Further, the battery assembly 32 includes a battery cover 321 , a battery 322 , and an upper housing 323 . The upper housing 323 covers an upper portion of the interior of the housing 31 . The battery 322 is arranged inside the upper housing 323 . The battery cover 321 covers an upper portion of the battery 322 to form a battery accommodating bin together with the upper housing 323 . The battery assembly 32 is arranged at an upper half portion of the control box 3 , and mainly used for accommodating the battery 322 and supplying power to various external structures. A battery accommodating bin is formed above the housing 31 and used for accommodating the battery 322 . A charging structure may be arranged according to actual situations and is used for charging the battery 322 .

Further, the control board 33 is arranged inside another side of the upper housing 323 and electrically connected to the battery 322 . The control board 33 is arranged on one side of the battery 322 accommodating bin. A control button is arranged on the control board and used for turning on or off the fuel pump 10 to control a working state of the fuel pump 10 .

Further, one end of the exhaust and backflow channel 44 is located inside the bottom end of the housing 31 and connected to the exhaust pipe 43 , and the other end of the exhaust and backflow channel is located outside the bottom end of the housing 31 and connected to an opening of the fuel can. The exhaust and backflow channel 44 is mainly used for being connected to the fuel can such that the leaked fuel can flow back into the fuel can. The exhaust and backflow channel 44 is integrally fixed to the bottom end of the housing 31 . According to actual situations, the exhaust and backflow channel and the housing 31 may be integrally formed, and a lower end of the exhaust and backflow channel is directly connected to the opening of the fuel can. Or a hole may be provided at the bottom end of the housing 31 , an upper end of the exhaust and backflow channel 44 is inserted into the housing 31 and fixed, and a lower end of the exhaust and backflow channel extends to an exterior of the housing 31 and is connected to the opening of the fuel can. When the exhaust valve 41 fails or fuel in the main flow channel is leaked, the leaked fuel will enter the exhaust and backflow channel 44 through the exhaust valve 41 , the pipeline joint 42 , and the exhaust pipe 43 in sequence, and flow back into the fuel can through the exhaust and backflow channel 44 . Thus, the leaked fuel can be prevented from affecting operation of the control system.

Further, a seal plug sleeve 241 is arranged inside the seal port 24 , and the seal plug sleeve 241 is arranged inside the housing 31 . The seal plug sleeve 241 is mainly used for adjusting airflow at the seal port 24 to maintain balance of pressure inside and outside the main flow channel and prevent breakdown or failure of the seal assembly caused by a pressure difference.
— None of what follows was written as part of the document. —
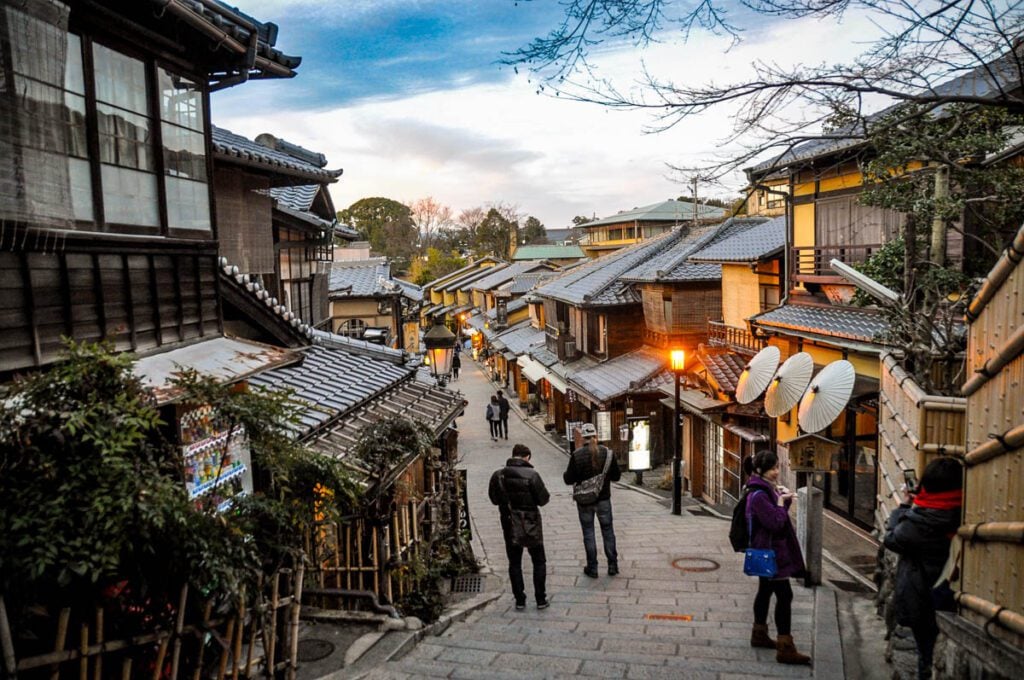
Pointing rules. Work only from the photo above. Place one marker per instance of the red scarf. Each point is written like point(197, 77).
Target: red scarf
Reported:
point(940, 500)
Moreover, the seal plug sleeve can dissipate heat to prevent breakdown of the apparatus caused by flowing and overheating of the fuel.

Further, each of the first connection kit, the second connection kit, and the third connection kit is composed of a connection sleeve 6 , a sleeve pipe 7 , and a seal ring 8 . The first connection kit and the second connection kit are used for connections of two ends of the fuel inlet hose 1 . The third connection kit is used for a connection of the fuel outlet hose 5 . A connection structure including a connection sleeve 6 , a sleeve pipe 7 and a seal ring 8 is used for the connection kit, such that a connection between the fuel inlet hose 1 /the fuel outlet hose 5 and the channel is more stable, and fuel leakage is prevented.

Further, a nut connector 9 is arranged at an exterior of the second connection kit in a sleeve manner and used for being fixedly connected to an opening of a fuel can. The nut connector 9 is arranged at a joint among the input channel 21 , the exhaust and backflow channel 44 , and the opening of the fuel can. The nut connector 9 is used for being in butt-joint with the fuel can. Threads are arranged at the opening of the fuel can. The input channel 21 and the exhaust and backflow channel 44 are integrally screwed and fixed to the opening of the fuel can through the nut connector 9 . In this way, the fuel inlet hose 1 and the fuel pump 10 can be stably inserted into the fuel can, and leaked fuel from the exhaust and backflow channel 44 in the input channel 21 can flow back to the fuel can. Thus, stability and reliability of the fuel pumping process can be ensured.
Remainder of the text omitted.